Member of the West Bengal Legislative Assembly
- In office 6 May 2021 – 4 May 2026
- Preceded by: Isha Khan Choudhury
- Succeeded by: Sabina Yeasmin
- Constituency: Sujapur
- Majority: 1,30,163
- In office 27 May 2016 – 4 May 2021
- Preceded by: Abul Kasem Molla
- Succeeded by: Sitanath Ghosh
- Constituency: Jagatballavpur
- Majority: 24,681

Judge of Calcutta High Court
- In office 24 June 2009 – 7 January 2012
- Nominated by: K. G. Balakrishnan
- Appointed by: Pratibha Patil

Personal details
- Born: 7 January 1950 (age 76) Sujapur, Malda, West Bengal, India
- Party: Trinamool Congress
- Education: M.A. (English); L.L.B
- Alma mater: Malda College Bhagalpur Law College
- Profession: Jurist

= Abdul Ghani (Indian politician) =

Indian politician and former jurist

Muhammad Abdul Ghani (born 7 January 1950) is an Indian politician and former jurist from West Bengal who has been serving as a member of the West Bengal Legislative Assembly from Sujapur seat since 6 May 2021. A member of Trinamool Congress, he represented the Jagatballavpur constituency from 2016 until 2021. Before that, he served as judge of Calcutta High Court from 2009 until 2012.

==Early life==
Ghani was born on 7 January 1950 in Sujapur city, Malda.
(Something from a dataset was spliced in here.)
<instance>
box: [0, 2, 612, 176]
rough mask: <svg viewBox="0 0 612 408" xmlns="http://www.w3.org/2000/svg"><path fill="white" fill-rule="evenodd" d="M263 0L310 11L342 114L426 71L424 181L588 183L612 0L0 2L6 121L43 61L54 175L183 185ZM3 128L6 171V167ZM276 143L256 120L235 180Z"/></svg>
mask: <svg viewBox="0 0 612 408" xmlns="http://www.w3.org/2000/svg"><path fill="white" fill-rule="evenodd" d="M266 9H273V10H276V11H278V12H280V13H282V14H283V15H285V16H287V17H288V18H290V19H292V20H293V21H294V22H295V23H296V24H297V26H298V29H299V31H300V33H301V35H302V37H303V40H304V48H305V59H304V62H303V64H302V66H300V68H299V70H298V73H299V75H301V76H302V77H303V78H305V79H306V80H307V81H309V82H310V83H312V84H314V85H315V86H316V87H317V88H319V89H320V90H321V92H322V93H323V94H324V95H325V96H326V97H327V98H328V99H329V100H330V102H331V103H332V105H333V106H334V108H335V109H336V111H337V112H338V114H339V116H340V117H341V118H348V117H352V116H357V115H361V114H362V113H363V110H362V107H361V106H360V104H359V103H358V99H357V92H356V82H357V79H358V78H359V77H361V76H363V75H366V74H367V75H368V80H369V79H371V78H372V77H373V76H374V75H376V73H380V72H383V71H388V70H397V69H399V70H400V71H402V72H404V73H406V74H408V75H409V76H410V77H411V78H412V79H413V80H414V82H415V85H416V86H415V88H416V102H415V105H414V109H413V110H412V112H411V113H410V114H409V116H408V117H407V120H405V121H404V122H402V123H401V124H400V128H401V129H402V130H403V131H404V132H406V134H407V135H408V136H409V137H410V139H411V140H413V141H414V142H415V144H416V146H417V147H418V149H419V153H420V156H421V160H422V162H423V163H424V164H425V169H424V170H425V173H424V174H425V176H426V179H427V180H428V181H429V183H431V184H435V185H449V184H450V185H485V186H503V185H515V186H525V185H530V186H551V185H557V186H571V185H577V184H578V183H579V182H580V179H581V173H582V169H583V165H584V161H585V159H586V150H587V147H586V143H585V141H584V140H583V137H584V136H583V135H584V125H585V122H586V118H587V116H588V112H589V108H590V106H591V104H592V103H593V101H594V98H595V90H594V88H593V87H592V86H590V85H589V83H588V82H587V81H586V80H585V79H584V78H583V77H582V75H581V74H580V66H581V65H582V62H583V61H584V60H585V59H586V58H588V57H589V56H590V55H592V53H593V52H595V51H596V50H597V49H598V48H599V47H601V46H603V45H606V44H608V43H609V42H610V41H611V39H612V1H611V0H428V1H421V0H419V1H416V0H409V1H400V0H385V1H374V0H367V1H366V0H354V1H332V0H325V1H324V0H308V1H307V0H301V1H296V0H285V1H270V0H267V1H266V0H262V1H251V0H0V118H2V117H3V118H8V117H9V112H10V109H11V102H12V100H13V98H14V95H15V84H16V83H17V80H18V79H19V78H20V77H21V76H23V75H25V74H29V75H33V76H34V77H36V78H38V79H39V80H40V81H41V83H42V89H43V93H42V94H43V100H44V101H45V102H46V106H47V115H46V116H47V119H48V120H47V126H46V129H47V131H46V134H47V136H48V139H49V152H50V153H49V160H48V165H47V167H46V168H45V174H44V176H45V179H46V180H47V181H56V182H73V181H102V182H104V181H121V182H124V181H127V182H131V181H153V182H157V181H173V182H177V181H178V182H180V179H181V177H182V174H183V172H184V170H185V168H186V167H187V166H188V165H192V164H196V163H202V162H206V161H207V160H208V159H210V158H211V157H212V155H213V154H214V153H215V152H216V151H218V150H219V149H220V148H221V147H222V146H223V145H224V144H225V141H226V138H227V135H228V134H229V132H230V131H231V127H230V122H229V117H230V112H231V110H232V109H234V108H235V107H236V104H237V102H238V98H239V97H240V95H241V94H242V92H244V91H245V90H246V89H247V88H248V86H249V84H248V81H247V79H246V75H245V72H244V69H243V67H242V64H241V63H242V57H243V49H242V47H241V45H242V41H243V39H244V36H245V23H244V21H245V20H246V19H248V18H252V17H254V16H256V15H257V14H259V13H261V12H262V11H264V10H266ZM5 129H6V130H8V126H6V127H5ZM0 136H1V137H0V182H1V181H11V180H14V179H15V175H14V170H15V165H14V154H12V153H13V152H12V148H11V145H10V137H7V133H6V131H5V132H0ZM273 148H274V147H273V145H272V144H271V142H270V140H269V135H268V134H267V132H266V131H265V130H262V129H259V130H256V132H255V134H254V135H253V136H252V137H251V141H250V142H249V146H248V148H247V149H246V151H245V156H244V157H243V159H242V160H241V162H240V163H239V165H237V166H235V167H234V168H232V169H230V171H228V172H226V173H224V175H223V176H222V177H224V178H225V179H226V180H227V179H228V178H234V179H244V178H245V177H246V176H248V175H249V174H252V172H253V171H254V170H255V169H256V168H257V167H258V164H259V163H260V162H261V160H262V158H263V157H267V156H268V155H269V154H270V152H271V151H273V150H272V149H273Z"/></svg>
His father was Haji Md. Hossain Mia. He studied at Naimouza High School till 1965. He earned a M.A. degree in English from Malda college in 1972 and an L.L.B. from Tilka Manjhi Bhagalpur University in 1973.

==Judicial career==
Ghani joined Maldah District Court in 1974 as a magistrate. Later he became a West Bengal Civil Service (Judicial) officer in January 1978 as a P.S.C. candidate. He was assigned to several judicial assignments in different districts of West Bengal.

Ghani was appointed by the Left Front Administration as Deputy Secretary and Joint Secretary in the Department of Law, Government of West Bengal. He then became District and Sessions Judge in Birbhum in 2003. He was then transferred as a judge in Calcutta Civil Court.

Ghani was elevated to the Bench in the High Court of Calcutta as permanent Judge on 24 June 2009. He retired in 2012.

==Political career==
He joined Trinamool Congress. He was elected from Howrah's Jagatballavpur seat in 2016. Later he was elected in the Sujapur seat defeating his rival Isa Khan Chowdhury from INC by 1,30,163 votes, becoming the candidate having largest votes in 2021 elections. He became the chairman of the West Bengal Wakfs Board by the Madrasah Education ministry.